Question: A particle is released at point P(-3,3) on a smooth vertical parabolic track \(y=\dfrac{{{x}^{2}}}{2...

Question

A particle is released at point P(-3,3) on a smooth vertical parabolic track $y=\dfrac{{{x}^{2}}}{2}$ . It slides down the track and leaves the contact with the track at a point Q(1,1) and again touches the horizontal track at a point R as shown in figure. Distance QR equals (Take g=10 $m{{s}^{-2}}$ and x and y in meter)

Answer 1

Solution

First calculate the total work done on the particle by the gravitational force. Then use the work-energy theorem that says that the total work done on a particle is equal to the change in its kinetic energy. With this, calculate the speed of the particle at point Q. Then find the angle of projection at point Q by finding the slope of the tangent to the parabola at Q. Later, use the formula for the range of a projectile.
Formula used:
$W=mgh$
$K=\dfrac{1}{2}m{{v}^{2}}$
$R=\dfrac{{{u}^{2}}\sin 2\theta }{g}$

Complete answer:
We know that the earth exerts a gravitational force on a body. The gravitational force on a body is always directed downwards in the vertical direction.
Therefore, when the particle is released from given the point, it will accelerate downwards along the surface of the track under the force of gravity.
This means that the gravitational force will do a positive work on the particle and when the particle rises from the bottom most point, the gravity will do a negative work.
The work done by gravitational force is given as $W=mgh$ , where m is the mass of the particle, g is acceleration due to gravity and h is change in height of the particles (or we can also say the net vertical displacement).
In this case, $h=3-1=2cm$ .
The total work done on a particle is equal to the change in its kinetic energy.
i.e. $W=\Delta K$ .
In this case, $\Delta K=\dfrac{1}{2}m{{v}^{2}}$ , v is the speed of the particle at point Q.
Therefore, we get that
$mgh=\dfrac{1}{2}m{{v}^{2}}$
$\Rightarrow {{v}^{2}}=2gh$ .
Substitute the values of g and h.
$\Rightarrow {{v}^{2}}=2(10)(2)=40$
$\Rightarrow v=\sqrt{40}=2\sqrt{10}m{{s}^{-1}}$ .
After the particle leaves the contact at point Q, it undergoes a projectile motion. Therefore, the length QR is the range of the projectile.

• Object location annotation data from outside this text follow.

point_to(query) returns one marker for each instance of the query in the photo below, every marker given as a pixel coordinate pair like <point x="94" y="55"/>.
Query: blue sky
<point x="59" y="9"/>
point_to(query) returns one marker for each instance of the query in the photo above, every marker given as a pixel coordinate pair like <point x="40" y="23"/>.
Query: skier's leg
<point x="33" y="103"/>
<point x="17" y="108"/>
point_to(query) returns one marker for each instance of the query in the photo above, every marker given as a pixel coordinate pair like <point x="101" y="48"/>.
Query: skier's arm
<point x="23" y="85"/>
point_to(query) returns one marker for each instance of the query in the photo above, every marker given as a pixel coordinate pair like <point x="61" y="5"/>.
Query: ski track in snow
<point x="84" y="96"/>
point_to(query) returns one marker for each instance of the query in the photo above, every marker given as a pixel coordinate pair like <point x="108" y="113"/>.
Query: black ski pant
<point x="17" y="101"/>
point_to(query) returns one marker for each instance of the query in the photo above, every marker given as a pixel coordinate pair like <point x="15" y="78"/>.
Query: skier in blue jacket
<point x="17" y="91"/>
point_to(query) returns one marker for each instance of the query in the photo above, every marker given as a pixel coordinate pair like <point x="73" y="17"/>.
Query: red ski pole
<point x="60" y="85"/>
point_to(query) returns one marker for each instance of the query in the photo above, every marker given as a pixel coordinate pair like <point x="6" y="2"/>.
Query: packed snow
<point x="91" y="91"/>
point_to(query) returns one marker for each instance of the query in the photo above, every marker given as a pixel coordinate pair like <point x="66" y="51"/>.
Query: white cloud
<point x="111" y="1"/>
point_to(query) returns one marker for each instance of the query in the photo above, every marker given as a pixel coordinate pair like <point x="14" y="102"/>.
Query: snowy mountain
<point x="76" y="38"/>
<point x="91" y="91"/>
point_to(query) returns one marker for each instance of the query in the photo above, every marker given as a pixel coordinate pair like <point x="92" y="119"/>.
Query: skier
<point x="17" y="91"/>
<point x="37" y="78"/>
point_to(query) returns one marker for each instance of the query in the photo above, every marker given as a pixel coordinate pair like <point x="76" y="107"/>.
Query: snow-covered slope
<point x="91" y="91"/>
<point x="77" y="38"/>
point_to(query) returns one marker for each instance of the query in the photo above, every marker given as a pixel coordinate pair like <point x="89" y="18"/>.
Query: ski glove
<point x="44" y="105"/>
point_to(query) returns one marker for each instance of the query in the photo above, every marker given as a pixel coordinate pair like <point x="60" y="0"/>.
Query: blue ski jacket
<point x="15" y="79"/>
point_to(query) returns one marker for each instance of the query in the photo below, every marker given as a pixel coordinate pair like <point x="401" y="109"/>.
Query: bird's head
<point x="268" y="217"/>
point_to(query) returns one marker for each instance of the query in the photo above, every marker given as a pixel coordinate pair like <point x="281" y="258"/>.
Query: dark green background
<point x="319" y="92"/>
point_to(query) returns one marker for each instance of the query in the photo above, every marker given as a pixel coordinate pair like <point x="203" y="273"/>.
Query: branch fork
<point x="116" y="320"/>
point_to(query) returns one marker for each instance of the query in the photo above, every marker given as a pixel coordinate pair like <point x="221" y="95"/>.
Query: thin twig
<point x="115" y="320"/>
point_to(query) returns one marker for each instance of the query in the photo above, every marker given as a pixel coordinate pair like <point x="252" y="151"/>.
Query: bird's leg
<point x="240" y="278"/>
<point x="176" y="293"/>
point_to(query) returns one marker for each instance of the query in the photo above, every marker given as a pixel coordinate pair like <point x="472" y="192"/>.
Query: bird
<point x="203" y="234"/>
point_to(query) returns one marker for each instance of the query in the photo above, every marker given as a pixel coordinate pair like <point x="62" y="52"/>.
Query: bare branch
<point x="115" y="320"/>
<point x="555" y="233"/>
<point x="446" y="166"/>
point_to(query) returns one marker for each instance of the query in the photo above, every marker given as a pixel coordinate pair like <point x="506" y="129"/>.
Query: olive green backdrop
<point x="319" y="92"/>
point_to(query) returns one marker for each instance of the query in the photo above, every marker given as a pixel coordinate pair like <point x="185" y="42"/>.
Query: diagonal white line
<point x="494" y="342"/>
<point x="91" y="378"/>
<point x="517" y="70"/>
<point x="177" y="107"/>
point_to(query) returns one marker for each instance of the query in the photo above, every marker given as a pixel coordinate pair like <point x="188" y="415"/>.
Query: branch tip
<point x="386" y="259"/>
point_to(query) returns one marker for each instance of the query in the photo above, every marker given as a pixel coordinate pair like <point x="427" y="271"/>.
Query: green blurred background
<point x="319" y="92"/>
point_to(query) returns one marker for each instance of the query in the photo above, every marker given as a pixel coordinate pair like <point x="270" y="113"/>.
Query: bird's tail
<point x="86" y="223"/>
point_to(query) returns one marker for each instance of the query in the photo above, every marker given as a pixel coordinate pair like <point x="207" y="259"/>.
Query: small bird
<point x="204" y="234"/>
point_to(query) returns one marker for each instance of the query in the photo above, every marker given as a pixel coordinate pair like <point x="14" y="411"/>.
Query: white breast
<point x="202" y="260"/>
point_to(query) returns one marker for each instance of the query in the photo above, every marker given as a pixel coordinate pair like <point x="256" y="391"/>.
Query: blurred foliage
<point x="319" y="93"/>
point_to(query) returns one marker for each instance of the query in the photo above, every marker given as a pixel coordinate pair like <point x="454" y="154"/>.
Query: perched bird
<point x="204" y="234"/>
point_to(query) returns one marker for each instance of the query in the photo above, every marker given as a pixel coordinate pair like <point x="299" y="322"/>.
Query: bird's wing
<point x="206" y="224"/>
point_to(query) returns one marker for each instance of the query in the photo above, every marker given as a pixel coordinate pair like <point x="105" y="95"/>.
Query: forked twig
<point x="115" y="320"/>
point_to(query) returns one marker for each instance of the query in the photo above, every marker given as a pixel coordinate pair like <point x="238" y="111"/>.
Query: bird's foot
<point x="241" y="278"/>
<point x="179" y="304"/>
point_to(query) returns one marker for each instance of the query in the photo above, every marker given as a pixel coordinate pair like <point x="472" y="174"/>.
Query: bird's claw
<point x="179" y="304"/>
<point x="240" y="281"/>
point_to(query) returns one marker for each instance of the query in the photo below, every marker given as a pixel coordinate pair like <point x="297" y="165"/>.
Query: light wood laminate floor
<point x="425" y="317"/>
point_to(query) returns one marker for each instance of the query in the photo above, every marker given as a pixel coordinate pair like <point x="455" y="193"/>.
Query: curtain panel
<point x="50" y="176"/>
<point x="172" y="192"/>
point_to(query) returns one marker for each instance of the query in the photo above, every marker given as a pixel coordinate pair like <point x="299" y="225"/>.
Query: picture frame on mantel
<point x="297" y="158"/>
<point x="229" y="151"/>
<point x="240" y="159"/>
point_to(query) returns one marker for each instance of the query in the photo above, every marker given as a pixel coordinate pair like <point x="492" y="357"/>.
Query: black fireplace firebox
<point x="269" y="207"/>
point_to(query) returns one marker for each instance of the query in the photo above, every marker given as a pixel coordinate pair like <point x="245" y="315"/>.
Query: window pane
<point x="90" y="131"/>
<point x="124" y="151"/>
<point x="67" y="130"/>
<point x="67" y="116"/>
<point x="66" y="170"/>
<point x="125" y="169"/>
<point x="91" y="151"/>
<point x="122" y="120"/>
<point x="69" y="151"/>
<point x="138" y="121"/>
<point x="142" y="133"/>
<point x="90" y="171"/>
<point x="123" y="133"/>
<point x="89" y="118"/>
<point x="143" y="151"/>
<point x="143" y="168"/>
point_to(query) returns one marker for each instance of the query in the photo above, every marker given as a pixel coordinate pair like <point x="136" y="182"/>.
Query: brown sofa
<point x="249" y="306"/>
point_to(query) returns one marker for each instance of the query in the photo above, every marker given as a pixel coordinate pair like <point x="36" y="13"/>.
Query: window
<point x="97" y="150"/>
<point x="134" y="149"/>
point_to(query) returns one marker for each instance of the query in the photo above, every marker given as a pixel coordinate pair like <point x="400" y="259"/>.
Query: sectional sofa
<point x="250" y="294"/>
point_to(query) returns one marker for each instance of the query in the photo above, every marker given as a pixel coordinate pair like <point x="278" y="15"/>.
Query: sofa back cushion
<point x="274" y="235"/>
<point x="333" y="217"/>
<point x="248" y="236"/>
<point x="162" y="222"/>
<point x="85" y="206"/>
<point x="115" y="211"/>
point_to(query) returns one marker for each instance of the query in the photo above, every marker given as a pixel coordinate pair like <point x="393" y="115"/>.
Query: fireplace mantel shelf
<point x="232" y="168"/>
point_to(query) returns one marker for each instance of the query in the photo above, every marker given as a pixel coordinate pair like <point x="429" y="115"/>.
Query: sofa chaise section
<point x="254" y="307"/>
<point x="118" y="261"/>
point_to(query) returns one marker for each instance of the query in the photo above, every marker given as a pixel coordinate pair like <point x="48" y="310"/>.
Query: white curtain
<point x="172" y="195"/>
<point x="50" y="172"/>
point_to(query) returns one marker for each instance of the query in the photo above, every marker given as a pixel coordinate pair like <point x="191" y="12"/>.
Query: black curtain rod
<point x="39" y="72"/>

The range of the projectile is given as $R=\dfrac{{{u}^{2}}\sin 2\theta }{g}$ ….. (i), where u is the initial speed of the projectile and $\theta$ is the angle of projection.
In this case, $u=v=2\sqrt{10}m{{s}^{-1}}$ .
Let us find the value of $\theta$ .
In this case, $\theta$ is also the angle that the tangent to the parabolic track at point Q. The slope of the tangent is given as $\tan \theta =\dfrac{dy}{dx}$ .
Let us find the slope of tangent at point Q. Consider the given equation of the parabolic path.
i.e. $y=\dfrac{{{x}^{2}}}{2}$ .
Differentiate the equation wrt x.
$\Rightarrow \dfrac{dy}{dx}=\dfrac{2x}{2}=x$ .
At point Q, x=1.
$\Rightarrow \dfrac{dy}{dx}=1$
$\Rightarrow \tan \theta =\dfrac{dy}{dx}=1$
$\Rightarrow \theta ={{\tan }^{-1}}1={{45}^{\circ }}$ .
Substitute the values of $\theta$ , u and g in (i).
$\Rightarrow R=\dfrac{{{\left( 2\sqrt{10} \right)}^{2}}\sin 2\left( {{45}^{\circ }} \right)}{10}=\dfrac{40\sin \left( {{90}^{\circ }} \right)}{10}=\dfrac{40}{10}=4m$
(Note that $\sin \left( {{90}^{\circ }} \right)=1$ ).
This means that the length of QR is 4m.

Note:
We can also find the speed of the particle at point Q with the law of conservation of energy. According to the law of conservation of the energy, the sum of the potential energy and the kinetic energy of the particle is conserved.
This means that the sum of potential energy and kinetic energy at point P is equal to the sum of the potential energy and the kinetic energy at point Q.
The potential energy at height h is given as U = mgh.